Recommended Dose: The Best Dance Tracks Of February

 (Courtesy of the artist)
(Courtesy of the artist)

Each month, we listen to hundreds of new electronic music tracks, test the standouts on loud speakers and highlight the best of the best in a mix called Recommended Dose.

February's selections include a youngster from Montreal, a veteran from Chicago, warehouse techno from Paris, a visionary from London, and footwork from Michael Jackson's hometown of Gary, Indiana.

You can stream this month's mix here or through NPR Music's SoundCloud account. If you'd rather just hear each song individually, check out the tracks below.

You can keep up with our favorite discoveries on Twitter by following @Sami_Yenigun and @spotieotis.


Project Pablo, "Why, Though?"

Project Pablo's I Want To Believe is the latest release on the cassette-dealing label 1080p. Like fellow Vancouver label Mood Hut, 1080p's catalog offers laid back dance music that's light on its feet. Pablo's "Why, Though?" is right at home here, with its swinging percussion and feathery melodies. As topline synths dart atop a stocky bassline, a wide kit of clicks, cowbells and snares keep the groove spontaneous.

Appears In The Mix: 00:00 - 04:51

I Want To Believe is available digitally on 1080p's Bandcamp page.


Boo Williams, "Rocking Chairs"

Boo Williams had been involved in Chicago's house music scene since 1981, putting out dozens of releases on stalwart labels Peacefrog, Cajual, and Rush Hour. His latest 12", The Shocker is the first for fledgling London label White Jail. The B2, "Rocking Chair," is a rolling medley of chord stabs, key solos and drums. The kick hat and snare soak into sustained strings, keeping things lush within Williams' classic Chicago sound.

Appears In The Mix: 04:52 - 10:35

Boo Williams' The Shocker is available on vinyl from White Jail.


Bambounou, "Each Other"

"Each Other" is the centerpiece of Parisian producer Jeremy Guindo's latest LP, Centrum.

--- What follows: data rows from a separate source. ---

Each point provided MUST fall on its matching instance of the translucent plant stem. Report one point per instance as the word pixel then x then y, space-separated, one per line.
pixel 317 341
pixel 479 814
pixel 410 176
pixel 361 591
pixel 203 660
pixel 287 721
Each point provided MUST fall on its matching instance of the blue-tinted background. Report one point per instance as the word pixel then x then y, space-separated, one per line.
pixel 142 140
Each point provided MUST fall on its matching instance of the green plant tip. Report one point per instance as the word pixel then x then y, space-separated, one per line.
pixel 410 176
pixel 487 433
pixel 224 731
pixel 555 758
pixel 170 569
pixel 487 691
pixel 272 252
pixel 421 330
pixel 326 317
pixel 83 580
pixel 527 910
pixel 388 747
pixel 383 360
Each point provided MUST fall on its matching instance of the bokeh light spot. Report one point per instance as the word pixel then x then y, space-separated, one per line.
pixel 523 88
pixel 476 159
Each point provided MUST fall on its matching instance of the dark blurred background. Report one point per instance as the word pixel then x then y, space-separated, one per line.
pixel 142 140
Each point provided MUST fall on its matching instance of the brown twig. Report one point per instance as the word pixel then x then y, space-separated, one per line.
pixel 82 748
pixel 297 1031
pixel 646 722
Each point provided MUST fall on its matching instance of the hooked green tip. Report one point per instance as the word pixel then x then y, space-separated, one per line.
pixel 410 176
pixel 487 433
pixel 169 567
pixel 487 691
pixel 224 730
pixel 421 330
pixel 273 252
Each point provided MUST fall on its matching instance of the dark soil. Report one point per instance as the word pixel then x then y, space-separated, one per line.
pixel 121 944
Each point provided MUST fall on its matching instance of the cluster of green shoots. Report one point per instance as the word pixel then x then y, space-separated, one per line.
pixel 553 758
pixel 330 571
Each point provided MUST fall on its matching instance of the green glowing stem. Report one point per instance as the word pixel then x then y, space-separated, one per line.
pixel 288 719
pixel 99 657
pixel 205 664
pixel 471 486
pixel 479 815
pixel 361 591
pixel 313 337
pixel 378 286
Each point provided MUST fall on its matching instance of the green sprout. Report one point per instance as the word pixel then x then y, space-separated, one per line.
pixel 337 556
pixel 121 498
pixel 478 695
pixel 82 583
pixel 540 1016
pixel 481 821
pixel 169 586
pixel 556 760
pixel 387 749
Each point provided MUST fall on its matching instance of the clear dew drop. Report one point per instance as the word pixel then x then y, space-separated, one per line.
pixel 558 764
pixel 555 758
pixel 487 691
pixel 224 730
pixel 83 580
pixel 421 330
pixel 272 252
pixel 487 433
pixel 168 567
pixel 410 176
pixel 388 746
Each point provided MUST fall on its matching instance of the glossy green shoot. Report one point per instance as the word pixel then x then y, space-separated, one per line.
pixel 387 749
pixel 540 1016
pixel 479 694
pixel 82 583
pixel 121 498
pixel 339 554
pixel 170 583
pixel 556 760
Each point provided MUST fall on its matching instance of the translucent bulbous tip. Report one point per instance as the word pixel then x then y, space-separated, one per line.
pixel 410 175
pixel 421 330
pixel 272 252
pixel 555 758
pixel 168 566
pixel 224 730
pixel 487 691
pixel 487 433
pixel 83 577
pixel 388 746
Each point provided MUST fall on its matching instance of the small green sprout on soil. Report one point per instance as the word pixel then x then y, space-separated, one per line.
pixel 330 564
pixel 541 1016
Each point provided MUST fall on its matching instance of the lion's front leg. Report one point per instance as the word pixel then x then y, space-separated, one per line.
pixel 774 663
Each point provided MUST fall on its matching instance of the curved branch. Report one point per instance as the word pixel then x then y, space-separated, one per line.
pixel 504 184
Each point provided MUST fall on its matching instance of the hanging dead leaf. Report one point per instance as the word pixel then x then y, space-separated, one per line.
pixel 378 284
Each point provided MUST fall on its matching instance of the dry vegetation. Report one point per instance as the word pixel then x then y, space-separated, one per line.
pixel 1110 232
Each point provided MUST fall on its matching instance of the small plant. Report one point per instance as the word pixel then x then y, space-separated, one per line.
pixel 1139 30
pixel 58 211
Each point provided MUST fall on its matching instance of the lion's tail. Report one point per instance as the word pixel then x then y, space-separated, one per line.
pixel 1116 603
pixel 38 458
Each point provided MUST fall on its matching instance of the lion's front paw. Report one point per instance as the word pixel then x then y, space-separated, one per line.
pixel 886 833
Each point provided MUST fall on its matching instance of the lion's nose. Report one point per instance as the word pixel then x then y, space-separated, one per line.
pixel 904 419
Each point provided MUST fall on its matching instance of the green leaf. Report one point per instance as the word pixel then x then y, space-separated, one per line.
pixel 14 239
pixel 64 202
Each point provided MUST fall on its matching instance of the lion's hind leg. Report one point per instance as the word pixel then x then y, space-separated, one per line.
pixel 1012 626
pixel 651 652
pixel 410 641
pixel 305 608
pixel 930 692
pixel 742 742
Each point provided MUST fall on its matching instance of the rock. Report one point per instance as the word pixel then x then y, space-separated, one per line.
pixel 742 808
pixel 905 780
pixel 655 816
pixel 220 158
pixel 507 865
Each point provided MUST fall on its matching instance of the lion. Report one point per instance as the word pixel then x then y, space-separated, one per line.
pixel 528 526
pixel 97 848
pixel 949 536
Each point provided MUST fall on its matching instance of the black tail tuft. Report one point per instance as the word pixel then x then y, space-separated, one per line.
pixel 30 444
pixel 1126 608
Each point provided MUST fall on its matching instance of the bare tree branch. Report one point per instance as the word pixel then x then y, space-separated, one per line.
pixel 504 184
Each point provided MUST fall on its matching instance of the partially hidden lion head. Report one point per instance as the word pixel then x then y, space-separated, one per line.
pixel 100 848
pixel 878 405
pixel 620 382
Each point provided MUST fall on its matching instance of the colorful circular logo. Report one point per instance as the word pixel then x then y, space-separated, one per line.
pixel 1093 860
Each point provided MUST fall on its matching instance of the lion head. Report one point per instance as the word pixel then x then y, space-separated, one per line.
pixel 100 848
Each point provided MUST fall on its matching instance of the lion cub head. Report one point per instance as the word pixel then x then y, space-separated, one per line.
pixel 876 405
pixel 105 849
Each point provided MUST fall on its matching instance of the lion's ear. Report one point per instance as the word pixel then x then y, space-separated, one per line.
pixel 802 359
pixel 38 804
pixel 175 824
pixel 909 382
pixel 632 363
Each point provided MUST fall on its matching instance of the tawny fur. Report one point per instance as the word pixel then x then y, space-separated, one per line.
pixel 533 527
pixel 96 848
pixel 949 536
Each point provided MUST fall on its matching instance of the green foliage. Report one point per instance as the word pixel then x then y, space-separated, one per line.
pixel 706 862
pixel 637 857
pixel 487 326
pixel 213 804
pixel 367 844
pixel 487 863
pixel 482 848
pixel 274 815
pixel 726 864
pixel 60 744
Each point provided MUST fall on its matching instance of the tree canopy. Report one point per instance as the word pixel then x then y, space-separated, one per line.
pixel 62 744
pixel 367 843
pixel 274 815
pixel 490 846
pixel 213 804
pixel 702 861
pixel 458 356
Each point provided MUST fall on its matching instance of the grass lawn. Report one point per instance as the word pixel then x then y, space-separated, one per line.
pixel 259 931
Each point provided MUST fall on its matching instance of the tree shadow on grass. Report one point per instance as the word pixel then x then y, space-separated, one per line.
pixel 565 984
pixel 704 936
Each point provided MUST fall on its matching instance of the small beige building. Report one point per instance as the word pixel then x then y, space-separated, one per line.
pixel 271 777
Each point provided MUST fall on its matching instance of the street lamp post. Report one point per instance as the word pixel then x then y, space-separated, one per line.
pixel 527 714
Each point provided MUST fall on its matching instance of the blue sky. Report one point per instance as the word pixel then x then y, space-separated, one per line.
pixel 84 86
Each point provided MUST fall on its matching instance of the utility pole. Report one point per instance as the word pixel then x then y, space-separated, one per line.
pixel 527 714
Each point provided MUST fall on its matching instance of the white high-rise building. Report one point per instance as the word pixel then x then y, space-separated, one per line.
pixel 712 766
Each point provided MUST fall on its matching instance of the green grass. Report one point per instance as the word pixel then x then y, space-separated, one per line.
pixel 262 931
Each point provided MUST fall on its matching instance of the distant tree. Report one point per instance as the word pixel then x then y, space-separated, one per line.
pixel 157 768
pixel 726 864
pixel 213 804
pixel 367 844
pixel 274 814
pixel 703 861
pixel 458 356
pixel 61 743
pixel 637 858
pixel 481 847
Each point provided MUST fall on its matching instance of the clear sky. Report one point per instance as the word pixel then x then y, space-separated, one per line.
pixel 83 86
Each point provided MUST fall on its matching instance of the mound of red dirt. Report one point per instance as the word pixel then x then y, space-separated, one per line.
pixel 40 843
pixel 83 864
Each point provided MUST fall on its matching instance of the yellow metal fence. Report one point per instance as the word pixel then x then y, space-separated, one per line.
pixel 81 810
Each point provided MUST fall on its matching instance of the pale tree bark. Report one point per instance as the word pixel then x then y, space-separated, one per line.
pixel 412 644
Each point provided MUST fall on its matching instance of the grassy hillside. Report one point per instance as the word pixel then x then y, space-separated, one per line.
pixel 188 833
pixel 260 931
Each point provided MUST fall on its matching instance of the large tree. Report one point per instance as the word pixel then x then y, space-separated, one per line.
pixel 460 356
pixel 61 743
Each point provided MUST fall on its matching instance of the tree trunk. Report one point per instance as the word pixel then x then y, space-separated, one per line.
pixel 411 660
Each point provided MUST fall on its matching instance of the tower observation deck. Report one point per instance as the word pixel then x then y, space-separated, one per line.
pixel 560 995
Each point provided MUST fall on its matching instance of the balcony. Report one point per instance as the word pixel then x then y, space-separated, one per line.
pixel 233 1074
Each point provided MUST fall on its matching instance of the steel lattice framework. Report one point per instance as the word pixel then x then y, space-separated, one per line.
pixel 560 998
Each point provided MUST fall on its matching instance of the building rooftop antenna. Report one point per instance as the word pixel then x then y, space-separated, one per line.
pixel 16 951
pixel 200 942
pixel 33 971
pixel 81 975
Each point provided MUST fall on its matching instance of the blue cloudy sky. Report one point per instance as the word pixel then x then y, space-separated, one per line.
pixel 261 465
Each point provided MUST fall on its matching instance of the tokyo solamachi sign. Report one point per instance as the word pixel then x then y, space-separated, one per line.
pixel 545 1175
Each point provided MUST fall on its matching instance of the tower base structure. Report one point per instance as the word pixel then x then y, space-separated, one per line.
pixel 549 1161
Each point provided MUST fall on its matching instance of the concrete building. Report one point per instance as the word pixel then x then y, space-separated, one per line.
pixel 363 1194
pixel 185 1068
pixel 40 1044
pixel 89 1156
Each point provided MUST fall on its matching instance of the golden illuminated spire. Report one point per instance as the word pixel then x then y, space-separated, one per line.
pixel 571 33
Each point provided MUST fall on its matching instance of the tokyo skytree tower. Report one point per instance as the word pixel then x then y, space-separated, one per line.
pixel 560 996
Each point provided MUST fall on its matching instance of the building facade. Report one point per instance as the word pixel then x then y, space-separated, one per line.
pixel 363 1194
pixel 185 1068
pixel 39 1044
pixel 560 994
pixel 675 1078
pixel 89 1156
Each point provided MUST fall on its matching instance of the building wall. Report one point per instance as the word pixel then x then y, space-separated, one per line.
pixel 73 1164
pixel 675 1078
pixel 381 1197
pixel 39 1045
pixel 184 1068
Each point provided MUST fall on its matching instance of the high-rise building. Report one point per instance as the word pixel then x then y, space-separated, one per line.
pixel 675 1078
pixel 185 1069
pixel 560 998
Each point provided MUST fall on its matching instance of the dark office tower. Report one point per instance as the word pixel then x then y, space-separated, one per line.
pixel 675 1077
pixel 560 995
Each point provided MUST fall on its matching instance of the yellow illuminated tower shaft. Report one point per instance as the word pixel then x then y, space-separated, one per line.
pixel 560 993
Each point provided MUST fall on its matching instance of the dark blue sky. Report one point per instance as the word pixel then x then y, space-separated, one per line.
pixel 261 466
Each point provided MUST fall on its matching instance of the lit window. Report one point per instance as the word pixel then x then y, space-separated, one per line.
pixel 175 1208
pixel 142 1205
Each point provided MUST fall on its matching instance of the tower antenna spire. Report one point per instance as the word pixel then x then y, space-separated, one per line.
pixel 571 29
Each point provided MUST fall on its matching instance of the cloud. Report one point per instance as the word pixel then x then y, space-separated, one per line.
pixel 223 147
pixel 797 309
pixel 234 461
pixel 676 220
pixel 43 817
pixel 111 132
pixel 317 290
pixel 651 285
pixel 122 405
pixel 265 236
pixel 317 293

The album's theme isn't exactly optimistic — he describes his second full-length as a soundtrack to Earth's dystopic future — and these six minutes of techno at its core is as dark and dangerous as it gets. "Each Other" is perfect for a landscape scattered with abandoned warehouses.

Appears In The Mix: 10:36 - 15:15

Centrum is out now on 50Weapons.


Pearson Sound, "Rubber Tree"

David Kennedy, the Hessle Audio boss who records as Pearson Sound, has made a career of testing the limits of what can work as dance music. His rhythms have rarely taken the path of least resistance, and that remains the case on his upcoming self-titled full-length. "Rubber Tree," the album's finale and banger of the bunch, is a skeletal assembly of drum machines clattering away in perfect lockstep.

Appears In The Mix: 15:16 - 19:10

Pearson Sound is due out March 9 on Hessle Audio.


Jlin, "Expand"

Footwork, the high-energy house music famous for its namesake dance, has been wanting for a leading lady since its global breakthrough in 2010. Enter Jlin, a Gary, Indiana, producer who will release her debut full-length, Dark Energy, later this month. The album's first single, "Expand" (which features experimental producer Holly Herndon on vocals), is a lush twist on footwork's minimalist framework.

Appears In The Mix: 19:11 - 22:43

Dark Energy is due out March 23 on Planet Mu.